1.3.4.9.8 Match Transformation: First N Characters

The First N Characters transformation allows matching to ignore the tail end of values when performing comparisons, by stripping the values to a number (N) of characters as read from the left of the value.

This is similar to using the main Trim Characters processor, trimming to the first few characters of a value.

Use the First N Characters transformation when you want to cluster using the first few characters of an identifier, or if you are matching on an identifier where the tail end of the value might be 'noise'. This is often used in a secondary match rule, using an Exact String Match comparison (see Comparison: Exact String Match), to find possible matches where the key part of the identifier is the same, but where the remaining parts are very different, and therefore hard to find using other comparisons. For example, when matching addresses, if the first 8 characters of the first line of an address are the same, there is quite a strong possibility of a match, even if one of the values may contain much more data than the other.
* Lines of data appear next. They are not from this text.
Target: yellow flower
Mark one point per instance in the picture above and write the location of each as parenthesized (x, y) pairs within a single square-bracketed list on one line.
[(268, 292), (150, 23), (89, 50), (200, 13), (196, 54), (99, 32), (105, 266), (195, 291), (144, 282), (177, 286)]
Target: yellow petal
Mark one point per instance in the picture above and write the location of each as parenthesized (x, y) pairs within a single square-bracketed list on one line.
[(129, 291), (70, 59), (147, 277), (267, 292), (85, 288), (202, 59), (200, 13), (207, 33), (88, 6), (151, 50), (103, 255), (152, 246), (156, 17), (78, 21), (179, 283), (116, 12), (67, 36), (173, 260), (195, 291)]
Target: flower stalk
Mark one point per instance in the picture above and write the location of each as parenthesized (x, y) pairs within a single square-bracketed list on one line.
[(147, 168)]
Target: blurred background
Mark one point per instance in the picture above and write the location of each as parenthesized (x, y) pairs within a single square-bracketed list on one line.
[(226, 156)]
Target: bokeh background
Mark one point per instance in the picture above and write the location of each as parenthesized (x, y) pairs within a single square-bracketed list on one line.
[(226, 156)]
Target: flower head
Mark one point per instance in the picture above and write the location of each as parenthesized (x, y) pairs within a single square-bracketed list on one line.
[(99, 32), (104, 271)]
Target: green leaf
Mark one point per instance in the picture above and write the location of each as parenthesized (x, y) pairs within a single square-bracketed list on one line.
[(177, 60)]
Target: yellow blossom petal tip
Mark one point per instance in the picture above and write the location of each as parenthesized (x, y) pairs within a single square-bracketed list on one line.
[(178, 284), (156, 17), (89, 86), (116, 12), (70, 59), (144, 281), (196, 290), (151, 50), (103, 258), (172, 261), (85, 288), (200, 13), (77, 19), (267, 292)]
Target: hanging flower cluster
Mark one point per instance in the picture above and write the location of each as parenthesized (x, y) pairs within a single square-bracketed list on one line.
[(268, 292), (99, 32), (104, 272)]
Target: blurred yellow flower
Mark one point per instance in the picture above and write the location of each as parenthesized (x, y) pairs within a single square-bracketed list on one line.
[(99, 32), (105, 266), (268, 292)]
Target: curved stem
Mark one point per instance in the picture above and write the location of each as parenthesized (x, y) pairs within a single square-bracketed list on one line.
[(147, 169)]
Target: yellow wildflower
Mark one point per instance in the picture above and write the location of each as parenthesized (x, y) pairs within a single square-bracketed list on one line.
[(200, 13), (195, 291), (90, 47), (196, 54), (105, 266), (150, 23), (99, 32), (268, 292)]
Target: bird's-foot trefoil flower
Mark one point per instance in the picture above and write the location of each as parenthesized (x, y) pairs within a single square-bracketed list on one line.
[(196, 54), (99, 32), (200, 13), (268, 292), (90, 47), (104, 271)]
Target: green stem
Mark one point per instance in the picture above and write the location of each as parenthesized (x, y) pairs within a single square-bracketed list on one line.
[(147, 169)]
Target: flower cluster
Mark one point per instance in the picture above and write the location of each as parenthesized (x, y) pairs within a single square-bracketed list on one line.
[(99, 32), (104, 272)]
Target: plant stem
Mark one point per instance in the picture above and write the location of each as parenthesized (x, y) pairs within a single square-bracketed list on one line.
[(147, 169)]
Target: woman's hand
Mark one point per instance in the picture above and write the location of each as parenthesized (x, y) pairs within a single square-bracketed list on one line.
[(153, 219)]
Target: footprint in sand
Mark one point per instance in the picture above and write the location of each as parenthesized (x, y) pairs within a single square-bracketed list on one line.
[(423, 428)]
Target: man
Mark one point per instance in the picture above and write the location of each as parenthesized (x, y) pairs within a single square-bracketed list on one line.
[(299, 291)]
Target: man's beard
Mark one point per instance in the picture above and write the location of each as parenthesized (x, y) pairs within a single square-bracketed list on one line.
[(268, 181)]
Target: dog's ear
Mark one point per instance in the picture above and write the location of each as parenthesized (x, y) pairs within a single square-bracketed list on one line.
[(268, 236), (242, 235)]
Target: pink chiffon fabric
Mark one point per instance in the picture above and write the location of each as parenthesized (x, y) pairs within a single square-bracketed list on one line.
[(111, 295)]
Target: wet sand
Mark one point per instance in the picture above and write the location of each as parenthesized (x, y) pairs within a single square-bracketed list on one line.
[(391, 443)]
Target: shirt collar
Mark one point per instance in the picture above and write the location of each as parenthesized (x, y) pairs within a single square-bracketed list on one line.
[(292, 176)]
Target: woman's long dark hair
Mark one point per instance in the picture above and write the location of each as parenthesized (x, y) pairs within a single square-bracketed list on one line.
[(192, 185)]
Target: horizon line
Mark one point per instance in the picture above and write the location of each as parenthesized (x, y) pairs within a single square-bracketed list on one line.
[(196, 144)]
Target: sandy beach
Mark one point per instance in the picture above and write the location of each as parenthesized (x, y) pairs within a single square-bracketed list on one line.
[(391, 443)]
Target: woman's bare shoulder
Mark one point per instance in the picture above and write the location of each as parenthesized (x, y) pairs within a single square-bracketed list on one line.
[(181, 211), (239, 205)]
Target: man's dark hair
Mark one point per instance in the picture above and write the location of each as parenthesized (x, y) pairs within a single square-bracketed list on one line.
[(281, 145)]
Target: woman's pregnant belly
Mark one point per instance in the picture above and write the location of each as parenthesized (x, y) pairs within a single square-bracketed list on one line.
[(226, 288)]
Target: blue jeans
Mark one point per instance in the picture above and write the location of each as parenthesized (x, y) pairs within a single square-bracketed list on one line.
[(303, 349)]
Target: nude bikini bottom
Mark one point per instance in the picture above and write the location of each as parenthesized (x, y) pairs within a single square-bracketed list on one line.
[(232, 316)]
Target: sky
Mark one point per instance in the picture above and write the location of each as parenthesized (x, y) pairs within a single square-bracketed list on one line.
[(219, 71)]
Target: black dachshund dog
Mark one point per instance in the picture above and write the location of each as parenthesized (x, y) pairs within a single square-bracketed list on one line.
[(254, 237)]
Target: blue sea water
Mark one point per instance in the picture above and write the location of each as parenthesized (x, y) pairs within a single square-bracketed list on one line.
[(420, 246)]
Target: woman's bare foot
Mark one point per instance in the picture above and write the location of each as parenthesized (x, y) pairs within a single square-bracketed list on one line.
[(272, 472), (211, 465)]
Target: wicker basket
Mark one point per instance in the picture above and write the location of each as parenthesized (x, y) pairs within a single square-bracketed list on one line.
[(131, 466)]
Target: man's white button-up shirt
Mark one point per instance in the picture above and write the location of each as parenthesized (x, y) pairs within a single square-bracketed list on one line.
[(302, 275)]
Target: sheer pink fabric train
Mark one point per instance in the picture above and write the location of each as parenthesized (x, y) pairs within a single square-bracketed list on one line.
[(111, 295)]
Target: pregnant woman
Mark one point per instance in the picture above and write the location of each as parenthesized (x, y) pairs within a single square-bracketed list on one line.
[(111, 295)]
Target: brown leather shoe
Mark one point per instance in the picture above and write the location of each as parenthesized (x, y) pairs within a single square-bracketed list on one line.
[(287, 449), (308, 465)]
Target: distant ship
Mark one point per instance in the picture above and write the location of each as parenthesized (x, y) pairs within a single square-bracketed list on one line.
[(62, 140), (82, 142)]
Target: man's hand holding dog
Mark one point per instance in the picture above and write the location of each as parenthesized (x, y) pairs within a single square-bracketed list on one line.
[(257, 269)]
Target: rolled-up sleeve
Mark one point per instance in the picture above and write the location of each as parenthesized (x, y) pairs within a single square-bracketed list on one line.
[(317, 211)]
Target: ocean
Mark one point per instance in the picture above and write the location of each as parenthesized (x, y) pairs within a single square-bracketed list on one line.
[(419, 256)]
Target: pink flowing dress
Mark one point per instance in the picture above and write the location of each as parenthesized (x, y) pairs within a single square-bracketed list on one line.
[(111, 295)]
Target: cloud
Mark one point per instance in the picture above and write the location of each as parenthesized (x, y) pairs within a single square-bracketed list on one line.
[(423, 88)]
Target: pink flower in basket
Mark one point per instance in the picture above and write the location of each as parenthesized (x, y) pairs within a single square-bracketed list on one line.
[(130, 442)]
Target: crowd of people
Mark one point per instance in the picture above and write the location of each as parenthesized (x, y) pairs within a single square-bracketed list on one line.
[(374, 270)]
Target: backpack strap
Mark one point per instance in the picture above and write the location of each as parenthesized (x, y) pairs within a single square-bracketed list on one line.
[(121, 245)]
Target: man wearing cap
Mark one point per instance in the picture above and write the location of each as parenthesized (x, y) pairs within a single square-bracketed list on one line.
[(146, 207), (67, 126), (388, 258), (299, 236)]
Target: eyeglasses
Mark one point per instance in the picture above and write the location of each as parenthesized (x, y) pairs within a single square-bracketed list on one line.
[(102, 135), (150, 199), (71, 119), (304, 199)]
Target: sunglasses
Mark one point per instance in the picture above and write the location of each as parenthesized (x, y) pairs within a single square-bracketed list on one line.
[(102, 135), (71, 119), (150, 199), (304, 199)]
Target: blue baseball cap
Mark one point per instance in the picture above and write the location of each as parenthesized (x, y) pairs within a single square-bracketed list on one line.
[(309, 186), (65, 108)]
The following table describes the configuration options:

Configuration Description

Options

Specify the following options:

  • Number of characters: The number of characters (counted from the left) that you want to keep and use when transforming values for an identifier. Type: Integer. Default value: 1.

  • Characters to ignore: an optional number of characters (counted from the left of the value) that will be skipped before counting a number of characters to keep in the transformed value. This allows you to skip over common prefixes before transforming values. Type: Integer. Default value: 0.

Note:

Whitespace characters such as spaces and carriage returns are counted as characters like any others, if they exist in the values. You may want to use a Trim Whitespace transformation before using this transformation, in order to ensure that you are selecting data characters.

Example configuration

In this example, the First N Characters transformation is used to match the first line of addresses, where it is known that some of these first lines contain more information than just the premise name.

Number of characters: 8

Characters to ignore: 0

Example transformations

The following table shows examples of transformations using the above configuration:

Table 1-80 Example Transformations for First N Characters

Value Transformed Value

Homesteads, 145 Herring Way

Homestea

Homesteads

Homestea

135 Burbage Road, Minster, MI5 6DF

135 Burb

135 Burbage Road

135 Burb